Wo der Grant zu Hause ist oder Wie im unfreundlichsten Land der Welt gemordet wird
von Katharina Eigner
Laut einer neuen Studie ist Österreich das unfreundlichste Land der Welt. Die Homebase der schlechten Laune. Fürwahr keine schmeichelhaften Neuigkeiten für diesen zauberhaften Flecken Erde voller Gipfel, Walzer und Strudel. Aber als stolze Österreicherin muss ich an dieser Stelle mit einem großen Irrtum aufräumen: wir sind nicht unfreundlich! Unfreundlich sein kann schließlich jeder und jede! Wir sind – wenn überhaupt! – dann grantig. Und Grant, das ist ein österreichisches Kulturgut. Die hohe Kunst, sein Gegenüber mit ruppigen Worten vor den Kopf zu stoßen und zugleich charmant einzuwickeln. Ein feines Gespinst aus Charisma und dem Unwillen, sich dem Schicksal, dem Finanzamt oder einer neuen Regierung zu beugen, gewürzt mit Ausdrücken, die es nirgendwo sonst gibt.

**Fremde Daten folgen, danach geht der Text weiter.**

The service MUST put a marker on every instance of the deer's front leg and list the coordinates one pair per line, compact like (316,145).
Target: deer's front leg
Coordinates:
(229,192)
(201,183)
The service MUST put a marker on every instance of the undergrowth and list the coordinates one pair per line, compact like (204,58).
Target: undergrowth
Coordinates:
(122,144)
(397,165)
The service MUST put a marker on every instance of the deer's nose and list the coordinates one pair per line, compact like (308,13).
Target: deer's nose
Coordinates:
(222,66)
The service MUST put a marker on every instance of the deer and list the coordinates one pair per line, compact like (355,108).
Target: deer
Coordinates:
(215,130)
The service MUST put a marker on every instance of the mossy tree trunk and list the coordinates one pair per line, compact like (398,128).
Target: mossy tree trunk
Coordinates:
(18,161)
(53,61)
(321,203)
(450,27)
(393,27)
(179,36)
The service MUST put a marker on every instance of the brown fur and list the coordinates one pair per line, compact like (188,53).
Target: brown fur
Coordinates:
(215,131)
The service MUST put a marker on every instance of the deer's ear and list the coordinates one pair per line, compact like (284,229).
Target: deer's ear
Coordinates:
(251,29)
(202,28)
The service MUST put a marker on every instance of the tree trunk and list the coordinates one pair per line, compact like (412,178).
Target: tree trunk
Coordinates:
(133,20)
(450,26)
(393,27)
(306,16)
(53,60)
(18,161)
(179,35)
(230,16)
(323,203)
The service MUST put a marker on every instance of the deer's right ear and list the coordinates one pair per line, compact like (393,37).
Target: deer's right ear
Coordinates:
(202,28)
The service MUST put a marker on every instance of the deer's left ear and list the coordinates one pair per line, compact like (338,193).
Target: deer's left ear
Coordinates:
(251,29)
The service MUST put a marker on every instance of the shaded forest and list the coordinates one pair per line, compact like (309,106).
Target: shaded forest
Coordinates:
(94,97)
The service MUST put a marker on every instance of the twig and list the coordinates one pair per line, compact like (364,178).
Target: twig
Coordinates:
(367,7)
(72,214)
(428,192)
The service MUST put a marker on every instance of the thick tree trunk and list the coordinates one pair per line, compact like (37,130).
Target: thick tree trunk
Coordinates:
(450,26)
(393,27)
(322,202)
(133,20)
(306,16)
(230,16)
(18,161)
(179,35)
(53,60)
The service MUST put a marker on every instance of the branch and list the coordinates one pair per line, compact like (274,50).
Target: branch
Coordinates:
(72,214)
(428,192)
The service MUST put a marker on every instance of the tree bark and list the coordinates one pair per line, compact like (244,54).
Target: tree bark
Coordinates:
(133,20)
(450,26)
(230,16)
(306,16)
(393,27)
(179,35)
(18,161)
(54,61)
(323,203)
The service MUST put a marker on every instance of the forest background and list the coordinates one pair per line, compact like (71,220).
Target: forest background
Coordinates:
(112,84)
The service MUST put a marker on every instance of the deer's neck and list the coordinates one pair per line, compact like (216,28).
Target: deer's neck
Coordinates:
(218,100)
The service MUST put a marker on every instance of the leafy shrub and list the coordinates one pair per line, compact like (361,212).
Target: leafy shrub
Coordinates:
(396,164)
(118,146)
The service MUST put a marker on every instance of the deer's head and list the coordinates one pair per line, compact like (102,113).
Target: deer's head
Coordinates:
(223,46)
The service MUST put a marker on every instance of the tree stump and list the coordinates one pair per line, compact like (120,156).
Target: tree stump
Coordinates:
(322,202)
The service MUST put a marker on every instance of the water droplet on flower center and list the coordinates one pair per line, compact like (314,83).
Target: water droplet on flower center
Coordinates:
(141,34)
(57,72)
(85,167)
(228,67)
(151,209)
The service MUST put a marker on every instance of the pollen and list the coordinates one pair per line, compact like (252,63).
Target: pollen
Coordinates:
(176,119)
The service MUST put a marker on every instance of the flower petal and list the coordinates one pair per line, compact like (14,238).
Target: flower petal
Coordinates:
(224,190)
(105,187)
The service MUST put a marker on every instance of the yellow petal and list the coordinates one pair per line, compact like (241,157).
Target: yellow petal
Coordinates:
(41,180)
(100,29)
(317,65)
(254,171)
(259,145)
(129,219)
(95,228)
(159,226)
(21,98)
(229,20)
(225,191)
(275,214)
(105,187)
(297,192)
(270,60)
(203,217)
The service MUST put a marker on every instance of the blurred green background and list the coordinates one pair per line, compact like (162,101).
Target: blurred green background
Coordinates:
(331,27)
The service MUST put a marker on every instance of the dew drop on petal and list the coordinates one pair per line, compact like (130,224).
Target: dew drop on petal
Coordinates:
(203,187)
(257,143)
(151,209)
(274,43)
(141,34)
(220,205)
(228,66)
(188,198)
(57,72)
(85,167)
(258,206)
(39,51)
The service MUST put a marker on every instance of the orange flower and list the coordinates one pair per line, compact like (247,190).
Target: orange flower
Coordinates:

Ich bezweifle, dass man sich Grant aneignen kann – man hat ihn oder eben nicht. Und es gibt auch keine Zauberformel, nach der man einen Grantler-Trunk aus Schimpftiraden und Liebesschwüren zu gleichen Teilen brauen könnte. Eben deshalb fasziniert diese so typisch österreichische Gemütslage. Touristen ebenso wie den Tod. Der Tod muss ein Wiener sein, heißt es in einem alten Lied, und tatsächlich fällt mir keine Eigenschaft ein, die besser zum Lebensende passt als der Grant. Nicht umsonst werden ErmittlerInnen in österreichischen Krimis oft übellaunig skizziert. Mit Erfolg, übrigens, wie die Einschaltquoten des österreichischen Tatorts beweisen. Gut möglich, dass sich ein Münsteraner Gerichtsmediziner und ein radelnder Kommissar diese Kommunikationstechnik angeschaut haben. Aber ohne Gipfel, Walzer und Strudel ist es eben nur Unfreundlichkeit und kein Grant.